Virat Kohli calls for best-of-three finals to decide future World Test Championships
India captain acknowledges NZ were the better side but says great Tests come in series
“I am not in absolute agreement of deciding the best Test side in the world over the course of one game,” Kohli said in the wake of his team’s eight-wicket loss in Southampton.
“If it is a Test series, it has to be a test of character over three Tests – which team has the ability to come back in the series, or totally blow away the other team. It can’t just be pressure applied over two days of good cricket and then you suddenly you are not a good Test side anymore. I don’t believe in it.”
“It has to be a hard grind and something that definitely needs to be worked around in the future,” he said. “At the end of three matches, where there’s effort, there’s ups and downs, there’s situations changing during the course of the series, a chance to rectify the things you have done in the first game, and then really see who is the better side over the course of a three-match series or something, will be a good measure of how things really are.

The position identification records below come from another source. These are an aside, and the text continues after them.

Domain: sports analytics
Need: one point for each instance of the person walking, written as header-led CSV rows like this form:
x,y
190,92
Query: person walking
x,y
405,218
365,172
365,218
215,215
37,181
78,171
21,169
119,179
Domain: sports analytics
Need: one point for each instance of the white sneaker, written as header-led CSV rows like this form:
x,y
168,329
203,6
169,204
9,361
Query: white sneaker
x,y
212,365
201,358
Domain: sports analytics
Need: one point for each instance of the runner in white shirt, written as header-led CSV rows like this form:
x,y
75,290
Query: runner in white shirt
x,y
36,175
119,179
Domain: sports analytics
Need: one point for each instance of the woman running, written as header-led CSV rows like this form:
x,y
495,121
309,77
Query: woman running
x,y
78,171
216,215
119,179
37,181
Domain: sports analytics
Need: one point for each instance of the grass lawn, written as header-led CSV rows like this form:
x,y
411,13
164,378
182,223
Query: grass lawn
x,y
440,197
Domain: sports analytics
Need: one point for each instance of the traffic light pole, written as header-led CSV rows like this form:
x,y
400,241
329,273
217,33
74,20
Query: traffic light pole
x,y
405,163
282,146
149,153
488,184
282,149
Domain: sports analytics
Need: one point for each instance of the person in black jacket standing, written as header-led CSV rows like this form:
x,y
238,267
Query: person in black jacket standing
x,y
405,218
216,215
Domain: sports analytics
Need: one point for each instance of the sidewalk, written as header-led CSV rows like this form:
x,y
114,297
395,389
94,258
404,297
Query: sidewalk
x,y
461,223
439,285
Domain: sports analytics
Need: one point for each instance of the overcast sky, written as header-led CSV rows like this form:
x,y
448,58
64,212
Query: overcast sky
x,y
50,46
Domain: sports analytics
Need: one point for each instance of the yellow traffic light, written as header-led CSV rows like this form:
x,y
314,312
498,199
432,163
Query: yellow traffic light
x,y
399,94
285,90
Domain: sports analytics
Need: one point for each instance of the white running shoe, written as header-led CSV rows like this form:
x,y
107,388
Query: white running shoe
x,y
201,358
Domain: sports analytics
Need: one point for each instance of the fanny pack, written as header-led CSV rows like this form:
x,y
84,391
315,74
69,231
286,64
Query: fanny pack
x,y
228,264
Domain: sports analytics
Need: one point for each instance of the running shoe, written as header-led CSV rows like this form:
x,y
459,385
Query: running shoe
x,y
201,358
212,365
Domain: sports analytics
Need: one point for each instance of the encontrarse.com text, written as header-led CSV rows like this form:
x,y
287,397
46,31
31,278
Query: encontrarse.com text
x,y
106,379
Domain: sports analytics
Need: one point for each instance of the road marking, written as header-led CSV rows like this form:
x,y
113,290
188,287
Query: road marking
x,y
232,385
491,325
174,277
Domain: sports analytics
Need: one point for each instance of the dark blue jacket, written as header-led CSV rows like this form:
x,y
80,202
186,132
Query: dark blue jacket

“So we are not too bothered by this result because we understand as a Test side what we have done over the last 3-4 years, not just over the last 18 months. So this is not a measure of who we are as a team [with] the ability and the potential we have had for so many years now.”
Despite days one and four of the WTC final being washed out, the match reached a riveting climax on the reserve day, with several stand-out performers including the Player of the Match Kyle Jamieson, his captain Kane Williamson, and Tim Southee, who claimed four second-innings wickets. For India, Mohammad Shami was outstanding in New Zealand’s first innings, while Rishabh Pant’s inventive counterattacking on the final afternoon helped post an eventual target of 139.
Asked if he believed that the quality of the cricket on display could help make the case for a best-of-three final in the future, Kohli responded with a categorical yes.
“Absolutely. If you saw the way the game went, with whatever time we got on the field, why wouldn’t you want to see two more Tests of the same teams battling it out and, eventually, being the worthy winners of the World Test Championship?
“Historically all the great series that you’ve seen in Test cricket, you remember them over a period of three matches or five matches perhaps, with two teams going against each other and those series become memorable.
“This definitely has to be brought in. I’m not saying this because we’re not on the winning side, but just for Test cricket and for this saga to be absolutely memorable, it has to happen over a period of three games minimum, so that you have a series to remember.
“There are going to be ups and downs throughout, with two quality sides going at each other, knowing that there’s so much on the line.”
“I suppose the exciting part to finals is that anything can happen,” Williamson said in response to Kohli’s comments. “We know how fickle cricket is and we’ve seen it in other competitions, in other World Cups and in all other bits and pieces.
“The one-off factor does bring a unique dynamic, which does make it exciting and all these sorts of things, and on any given day anything can happen. We’ve been on all different sides of that statement.”
On the eve of the final, ICC’s acting chief executive officer Geoff Allardice had told ESPNcricinfo that the one hurdle to hosting anything like a best-of-three WTC final would be the absence of any window in an already choking cricket calendar. Williamson agreed.
“I suppose there’s arguments for both sides, and I guess the challenge would be scheduling that series among a lot of cricket that’s already on, but no doubt, the more cricket that you have within a series, the more you do find out and the more it does reveal itself.
“But in the same way it was a really exciting match. It’s the first time that there’s been this competition on, and both teams were fully geared for the game, and it was a brilliant game of cricket.”